= Rural Reconstruction Association =

British agricultural reform movement

The Rural Reconstruction Association (RRA) was a British agricultural reform movement established in 1926 with Montague Fordham as its Council Secretary, a post he held for 20 years.

==History==
Influenced by the ideas of guild socialism, the RRA sought for a time the creation of a National Agricultural Guild with land ownership held by land councils who would operate as local sections of the Guild. Its main consistent aims however were to revive agriculture and to decentralise the population of Britain. It sought to standardise prices and produce grading, regulate imports and encourage more of a balance between agriculture and industry which, it argued, would benefit both sectors by ending over-reliance on manufacturing. As such, the Agricultural Marketing Act 1931, Wheat Act 1932 and Agricultural Marketing Act 1933, all of which moved towards protectionism in agriculture, were seen by the RRA as a vindication of their arguments.

Their 1936 document The Revival of Agriculture attacked modern economics whilst praising what they saw as the more realistic approach of Elizabethan times, where financiers were servants of producers rather than masters.

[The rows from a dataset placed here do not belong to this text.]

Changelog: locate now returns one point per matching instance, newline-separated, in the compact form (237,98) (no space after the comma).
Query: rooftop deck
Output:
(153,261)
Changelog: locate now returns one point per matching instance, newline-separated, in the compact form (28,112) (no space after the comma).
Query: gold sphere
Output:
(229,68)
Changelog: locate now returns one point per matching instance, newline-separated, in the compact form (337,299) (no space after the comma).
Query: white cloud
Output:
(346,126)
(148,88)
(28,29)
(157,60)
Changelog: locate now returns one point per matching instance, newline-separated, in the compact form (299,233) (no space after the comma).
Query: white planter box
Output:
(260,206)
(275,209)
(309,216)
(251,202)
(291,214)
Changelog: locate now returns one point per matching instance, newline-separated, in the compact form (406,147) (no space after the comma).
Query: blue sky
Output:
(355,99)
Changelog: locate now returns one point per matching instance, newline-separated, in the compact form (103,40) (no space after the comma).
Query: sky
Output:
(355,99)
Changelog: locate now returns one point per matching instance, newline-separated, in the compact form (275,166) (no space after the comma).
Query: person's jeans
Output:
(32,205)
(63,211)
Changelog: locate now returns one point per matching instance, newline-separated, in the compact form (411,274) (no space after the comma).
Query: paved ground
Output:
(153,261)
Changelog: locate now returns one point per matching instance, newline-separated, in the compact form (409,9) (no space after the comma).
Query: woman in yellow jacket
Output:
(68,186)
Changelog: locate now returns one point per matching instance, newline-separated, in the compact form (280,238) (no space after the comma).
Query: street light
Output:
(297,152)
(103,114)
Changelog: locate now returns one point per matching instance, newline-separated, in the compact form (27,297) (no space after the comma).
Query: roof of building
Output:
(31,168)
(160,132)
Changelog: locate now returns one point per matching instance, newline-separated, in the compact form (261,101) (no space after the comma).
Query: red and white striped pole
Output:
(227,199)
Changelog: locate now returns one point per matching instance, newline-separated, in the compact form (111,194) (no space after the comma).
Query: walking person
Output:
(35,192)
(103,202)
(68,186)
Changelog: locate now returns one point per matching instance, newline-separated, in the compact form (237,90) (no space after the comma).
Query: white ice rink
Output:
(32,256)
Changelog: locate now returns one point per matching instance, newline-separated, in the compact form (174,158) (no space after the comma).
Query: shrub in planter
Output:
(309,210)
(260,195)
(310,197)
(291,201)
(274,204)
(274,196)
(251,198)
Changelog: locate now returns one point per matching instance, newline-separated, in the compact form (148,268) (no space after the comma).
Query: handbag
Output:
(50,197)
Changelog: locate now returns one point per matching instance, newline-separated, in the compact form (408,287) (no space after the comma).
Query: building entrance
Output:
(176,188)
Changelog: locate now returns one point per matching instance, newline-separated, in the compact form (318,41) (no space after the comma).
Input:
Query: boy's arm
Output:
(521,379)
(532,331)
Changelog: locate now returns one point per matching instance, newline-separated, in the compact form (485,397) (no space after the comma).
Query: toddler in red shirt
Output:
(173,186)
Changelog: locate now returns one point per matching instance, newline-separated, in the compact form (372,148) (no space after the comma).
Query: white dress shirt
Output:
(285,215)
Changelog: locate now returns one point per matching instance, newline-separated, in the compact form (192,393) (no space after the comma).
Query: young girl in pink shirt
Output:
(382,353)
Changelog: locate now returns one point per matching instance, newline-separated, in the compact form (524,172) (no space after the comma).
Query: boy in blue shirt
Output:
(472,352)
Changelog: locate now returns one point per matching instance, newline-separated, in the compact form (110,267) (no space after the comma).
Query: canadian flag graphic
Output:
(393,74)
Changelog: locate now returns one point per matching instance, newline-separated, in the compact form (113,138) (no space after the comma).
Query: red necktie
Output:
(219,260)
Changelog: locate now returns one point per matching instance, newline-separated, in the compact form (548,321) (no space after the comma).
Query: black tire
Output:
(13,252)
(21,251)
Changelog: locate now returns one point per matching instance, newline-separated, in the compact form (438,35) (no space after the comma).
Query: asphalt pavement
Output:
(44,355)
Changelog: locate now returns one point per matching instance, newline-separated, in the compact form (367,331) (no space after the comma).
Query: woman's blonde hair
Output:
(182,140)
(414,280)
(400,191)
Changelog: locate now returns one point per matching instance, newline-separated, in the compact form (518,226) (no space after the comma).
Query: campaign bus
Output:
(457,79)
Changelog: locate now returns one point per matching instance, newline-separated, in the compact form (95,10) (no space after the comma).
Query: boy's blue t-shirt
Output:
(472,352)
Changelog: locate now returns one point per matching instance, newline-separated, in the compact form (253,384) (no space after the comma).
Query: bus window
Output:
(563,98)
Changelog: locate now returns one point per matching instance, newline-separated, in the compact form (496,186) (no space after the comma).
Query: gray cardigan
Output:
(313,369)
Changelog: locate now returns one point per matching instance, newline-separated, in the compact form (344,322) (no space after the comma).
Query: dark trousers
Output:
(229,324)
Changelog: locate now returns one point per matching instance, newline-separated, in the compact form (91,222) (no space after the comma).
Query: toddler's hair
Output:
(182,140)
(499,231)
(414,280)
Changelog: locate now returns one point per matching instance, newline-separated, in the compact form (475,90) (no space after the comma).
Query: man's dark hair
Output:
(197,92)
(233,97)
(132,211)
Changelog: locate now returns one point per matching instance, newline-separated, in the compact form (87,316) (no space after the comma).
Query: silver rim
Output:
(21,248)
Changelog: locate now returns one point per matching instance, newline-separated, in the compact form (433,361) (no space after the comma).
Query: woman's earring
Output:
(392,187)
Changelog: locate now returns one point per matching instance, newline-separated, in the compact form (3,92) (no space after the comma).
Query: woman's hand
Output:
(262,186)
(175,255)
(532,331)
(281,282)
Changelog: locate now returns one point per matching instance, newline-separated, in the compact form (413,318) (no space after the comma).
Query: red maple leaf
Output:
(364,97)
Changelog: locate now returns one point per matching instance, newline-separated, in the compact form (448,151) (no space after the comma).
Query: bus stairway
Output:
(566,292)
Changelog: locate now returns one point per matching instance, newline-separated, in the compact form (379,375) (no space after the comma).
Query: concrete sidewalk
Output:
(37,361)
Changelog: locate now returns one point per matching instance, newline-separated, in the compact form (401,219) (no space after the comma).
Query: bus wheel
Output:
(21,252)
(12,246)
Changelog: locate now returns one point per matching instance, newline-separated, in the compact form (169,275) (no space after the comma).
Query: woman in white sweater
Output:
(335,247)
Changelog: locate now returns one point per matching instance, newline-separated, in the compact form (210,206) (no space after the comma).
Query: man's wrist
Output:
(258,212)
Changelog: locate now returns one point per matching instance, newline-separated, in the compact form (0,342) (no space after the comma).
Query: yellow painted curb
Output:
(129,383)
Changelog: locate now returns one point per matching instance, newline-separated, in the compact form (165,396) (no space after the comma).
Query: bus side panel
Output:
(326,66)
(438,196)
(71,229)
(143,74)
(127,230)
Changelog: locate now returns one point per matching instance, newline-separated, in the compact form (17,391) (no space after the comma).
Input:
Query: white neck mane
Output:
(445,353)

They argued that this system could be returned by controlling imports and so allowing domestic agricultural produce to reach a higher value. This would mean that banks would be more prepared to advance loans to farmers and would lead to the creation of a system of agricultural credit banks. A revived agricultural sector was also presented as being central to national well-being as it would encourage fresh organic produce.

The group grew close to the Economic Reform Club and Institute (ECRI) in the 1940s and with the ECRI it produced, between 1944 and 1956, a journal dedicated to the reform of the rural economy edited by Jorian Jenks. Jenks' Rural Economy journal proved the focal point for fascist sympathies within the movement as Jenks, a former member of the British Union of Fascists, was close to the Union Movement.

The group enjoyed the support of some leading British figures as Sir George Stapledon and Lord Lymington were amongst the members of its board whilst Lord O'Hagan served as President of the movement for a time.